No Brasil, os professores são formados com muita coisa teórica, muita coisa
desconectada, e pouquíssimo foco no trabalho docente, na formação do professor
como um profissional que terá uma atuação diária dentro de uma escola. Isso tem
levado a professores com muitos compromissos - políticos, sociais, com o
bem-estar social da criança -, mas com pouco compromisso com a aprendizagem,
que deveria ser o foco.
Nossos resultados médios são ruins,
mas há muitos municípios com resultados bárbaros. Por que não conseguimos
replicar essas estratégias?
Em
regra geral, quando uma escola funciona é a existência de um grupo de
professores que conseguiu mobilizar o município em torno de um projeto.
Portanto, é chave ter professores empenhados e mobilizados. Deveria ser bem
mais fácil, a partir de exemplos que funcionam, criar um contágio positivo para
outras escolas. Mas isso não acontece porque a mobilização dos professores é
escassa. Há um descompromisso, que tem raiz na formação, nos salários fracos.

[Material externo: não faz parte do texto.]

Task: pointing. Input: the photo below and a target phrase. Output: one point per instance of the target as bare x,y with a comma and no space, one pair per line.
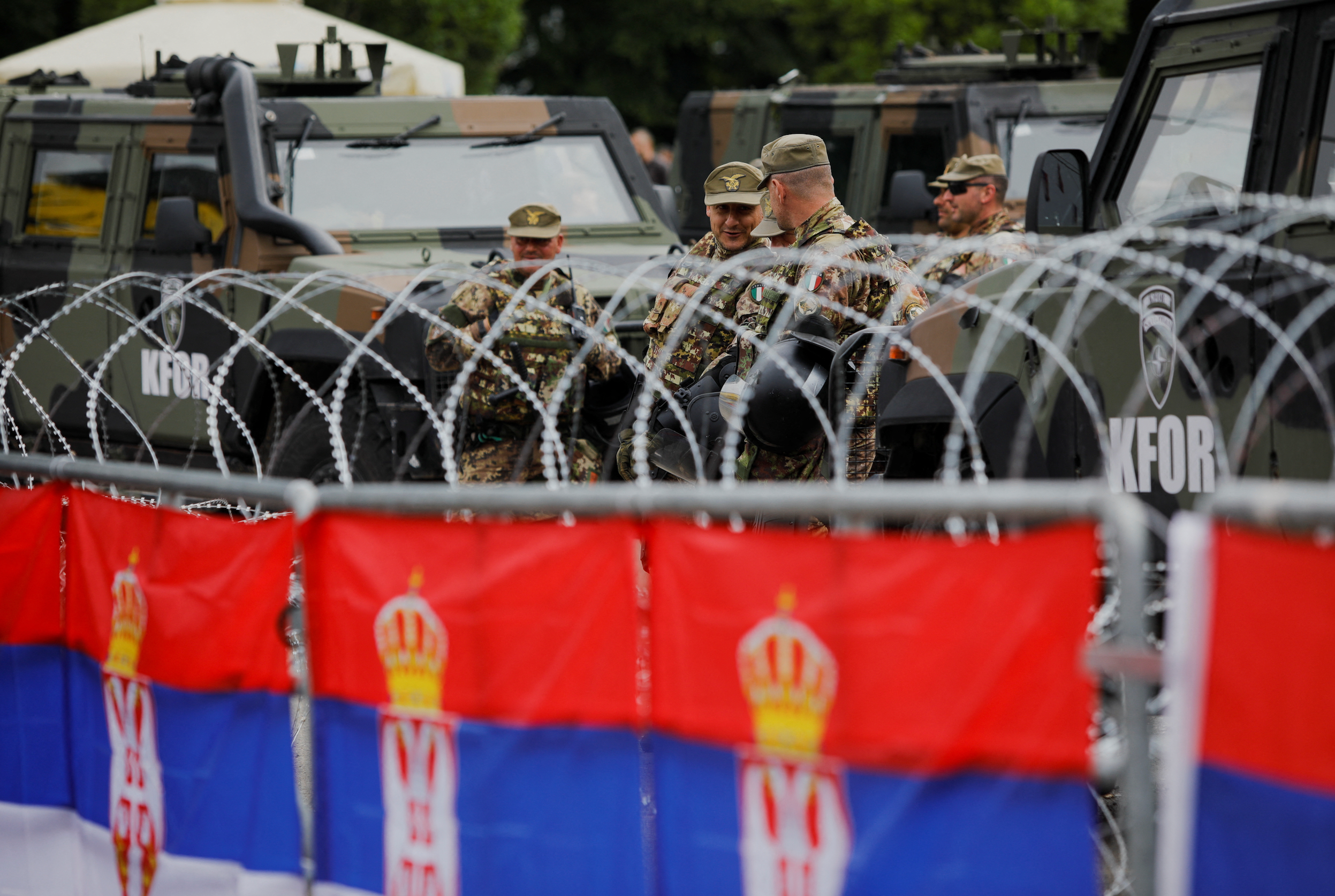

Há uma coisa no Brasil, por exemplo, que é terrível e que não tem precedentes
em outros países: professores que
trabalham em várias escolas. Isso torna o dia a dia do professor um
inferno. Como ele pode se concentrar numa escola, num projeto, se ele só passa
metade do dia ali?
Essa fragmentação não acontece em
outros países?
Nunca
encontrei um exemplo semelhante. Na Europa não existe, nos Estados Unidos
também não. E em todos os países que visitei na África e Ásia essa não é uma
prática. Essa fragmentação do tempo do professor é uma particularidade do
Brasil.
Inovação, na educação, parece sempre
atrelada a inserção da tecnologia na sala de aula. Por que a escola tem tanta
dificuldade em repensar a forma com que os conteúdos são trabalhados?
Os
profissionais da educação têm, de forma geral, uma atitude defensiva. O
cientista está sempre trabalhando no desequilíbrio, no risco, no desconhecido.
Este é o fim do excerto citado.